Lede context: The item drew the largest public turnout of the meeting. Dozens of residents from nearby Kennett Place, Walmart Homeowners and other adjacent neighborhoods spent hours presenting safety, traffic, noise and precedent concerns, while the applicant and its counsel argued that revised site routing, landscaping and enforceable stipulations would mitigate impacts.
Why neighbors objected: Speakers repeatedly described the site as a residential gateway and said commercial vehicle parking would change the character of the office park and the neighborhood. Comments focused on safety for children walking or biking to nearby parks and schools, the difficulty of trucks turning onto Metcalf or using local streets, and a long‑running local enforcement concern about a separate bus fleet that residents said showed weak municipal enforcement on vehicle storage. Residents asked the commission to preserve the office‑park character and avoid creating a precedent that would invite other vehicle yards.
Applicant’s case: Southwind’s representatives said the company is expanding office operations in the city and that only a portion of the business’s fleet would be parked overnight at 6300 Lamar. They described operational controls — GPS tracking, staggered departures, a proposed southern parking location within the campus and additional landscape screening — and told commissioners they agreed to staff stipulations and to a planting schedule. Counsel said the company could and would restrict trucks from using Lamar Avenue as an access route.
Commission and staff review: Staff and the site plan review committee supported the applicant’s revised parking location at the southwest corner of the campus, noting additional landscaping and a routing plan that avoids Lamar. Several commissioners praised the applicant for changes since a February hearing, but also expressed continued concern about pedestrian safety, the adequacy of the frontage road and the policy precedent. Some commissioners said the item raised larger policy questions about whether the city should allow commercial vehicle depots inside office parks.
Outcome: Commissioner Reyes moved to deny the SUP; the motion passed 7‑2. Following the vote, planners reminded the public the City Council will get the case on its May 5 agenda and that any party may testify there.

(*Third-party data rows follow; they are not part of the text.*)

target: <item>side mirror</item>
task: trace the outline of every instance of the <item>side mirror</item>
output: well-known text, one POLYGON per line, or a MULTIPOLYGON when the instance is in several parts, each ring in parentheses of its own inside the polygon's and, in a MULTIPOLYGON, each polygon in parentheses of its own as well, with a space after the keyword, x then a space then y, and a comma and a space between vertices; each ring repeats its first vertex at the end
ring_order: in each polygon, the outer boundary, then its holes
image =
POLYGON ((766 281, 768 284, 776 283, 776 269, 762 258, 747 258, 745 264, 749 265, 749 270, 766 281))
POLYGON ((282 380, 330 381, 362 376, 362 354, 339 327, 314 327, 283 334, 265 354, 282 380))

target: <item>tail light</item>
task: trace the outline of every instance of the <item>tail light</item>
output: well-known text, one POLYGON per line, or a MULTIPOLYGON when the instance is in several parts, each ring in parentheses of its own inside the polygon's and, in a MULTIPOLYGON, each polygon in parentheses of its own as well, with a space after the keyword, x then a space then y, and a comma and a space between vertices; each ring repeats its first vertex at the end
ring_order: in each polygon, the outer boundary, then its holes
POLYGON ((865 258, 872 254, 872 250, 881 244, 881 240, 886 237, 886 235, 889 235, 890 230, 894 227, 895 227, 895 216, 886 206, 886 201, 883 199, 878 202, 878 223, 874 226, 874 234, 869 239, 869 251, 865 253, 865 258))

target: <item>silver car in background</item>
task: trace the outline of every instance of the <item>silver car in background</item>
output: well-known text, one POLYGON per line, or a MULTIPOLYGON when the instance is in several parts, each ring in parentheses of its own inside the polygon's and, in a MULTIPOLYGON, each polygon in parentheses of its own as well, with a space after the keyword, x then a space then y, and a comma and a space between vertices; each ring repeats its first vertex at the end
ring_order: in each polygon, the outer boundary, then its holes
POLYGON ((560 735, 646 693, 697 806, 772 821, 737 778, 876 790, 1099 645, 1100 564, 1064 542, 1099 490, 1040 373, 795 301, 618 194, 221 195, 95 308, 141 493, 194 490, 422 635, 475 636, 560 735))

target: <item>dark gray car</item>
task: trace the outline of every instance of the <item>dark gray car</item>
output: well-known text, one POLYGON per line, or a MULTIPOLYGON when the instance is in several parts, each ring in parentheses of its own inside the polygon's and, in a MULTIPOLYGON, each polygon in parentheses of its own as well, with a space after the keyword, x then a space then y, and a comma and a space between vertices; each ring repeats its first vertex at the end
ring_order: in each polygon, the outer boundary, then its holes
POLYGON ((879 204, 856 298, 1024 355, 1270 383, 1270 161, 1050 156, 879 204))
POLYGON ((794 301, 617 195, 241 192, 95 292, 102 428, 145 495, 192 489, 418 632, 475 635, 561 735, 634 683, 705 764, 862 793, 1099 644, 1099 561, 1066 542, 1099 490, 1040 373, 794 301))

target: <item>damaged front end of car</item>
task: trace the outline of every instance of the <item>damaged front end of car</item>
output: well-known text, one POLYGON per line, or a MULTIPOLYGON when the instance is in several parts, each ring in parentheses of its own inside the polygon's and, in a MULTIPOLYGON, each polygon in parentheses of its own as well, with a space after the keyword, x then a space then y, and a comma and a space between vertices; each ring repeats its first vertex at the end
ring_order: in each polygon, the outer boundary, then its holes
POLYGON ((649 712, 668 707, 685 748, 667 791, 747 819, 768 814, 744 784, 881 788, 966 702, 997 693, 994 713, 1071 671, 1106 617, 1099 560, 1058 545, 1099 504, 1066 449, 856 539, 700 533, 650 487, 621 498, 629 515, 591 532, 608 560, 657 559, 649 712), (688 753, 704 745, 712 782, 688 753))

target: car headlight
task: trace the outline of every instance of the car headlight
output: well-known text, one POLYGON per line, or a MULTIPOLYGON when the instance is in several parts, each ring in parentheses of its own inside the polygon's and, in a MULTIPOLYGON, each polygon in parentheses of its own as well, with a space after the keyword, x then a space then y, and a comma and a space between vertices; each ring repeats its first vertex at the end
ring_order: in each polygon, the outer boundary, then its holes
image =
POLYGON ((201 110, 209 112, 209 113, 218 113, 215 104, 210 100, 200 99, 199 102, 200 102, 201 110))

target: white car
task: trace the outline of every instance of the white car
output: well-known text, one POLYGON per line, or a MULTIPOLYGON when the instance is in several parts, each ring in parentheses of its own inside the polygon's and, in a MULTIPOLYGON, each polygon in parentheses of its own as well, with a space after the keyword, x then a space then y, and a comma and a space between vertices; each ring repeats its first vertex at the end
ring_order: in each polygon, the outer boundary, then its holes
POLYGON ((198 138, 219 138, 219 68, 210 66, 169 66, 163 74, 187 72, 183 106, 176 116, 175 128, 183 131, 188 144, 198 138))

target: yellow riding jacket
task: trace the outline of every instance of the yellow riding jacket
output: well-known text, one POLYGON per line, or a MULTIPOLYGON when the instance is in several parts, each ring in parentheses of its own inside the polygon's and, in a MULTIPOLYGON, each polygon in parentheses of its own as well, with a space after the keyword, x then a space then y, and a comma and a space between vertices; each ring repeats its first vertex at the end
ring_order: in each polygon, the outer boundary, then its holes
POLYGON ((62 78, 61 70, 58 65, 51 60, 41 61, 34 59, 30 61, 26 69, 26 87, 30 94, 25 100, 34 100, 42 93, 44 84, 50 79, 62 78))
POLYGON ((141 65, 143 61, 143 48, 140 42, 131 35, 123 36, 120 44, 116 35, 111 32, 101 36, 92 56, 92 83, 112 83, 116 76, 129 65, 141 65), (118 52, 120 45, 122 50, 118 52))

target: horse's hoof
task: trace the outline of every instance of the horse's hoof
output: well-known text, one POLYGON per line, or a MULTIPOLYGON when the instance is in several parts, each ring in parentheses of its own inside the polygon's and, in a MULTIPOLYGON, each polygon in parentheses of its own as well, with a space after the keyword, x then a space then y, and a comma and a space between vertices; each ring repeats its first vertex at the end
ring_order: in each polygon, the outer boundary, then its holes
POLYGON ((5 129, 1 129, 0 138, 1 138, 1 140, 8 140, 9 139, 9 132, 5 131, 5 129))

What residents asked for: A majority of speakers asked the commission to deny the request and to require the company to locate vehicle storage in an industrial area or a site outside of residential‑facing office parks. City officials and some commissioners noted that if Southwind or a future applicant can find properties in industrial parks or sites better separated from pedestrian routes, the approvals process would be simpler.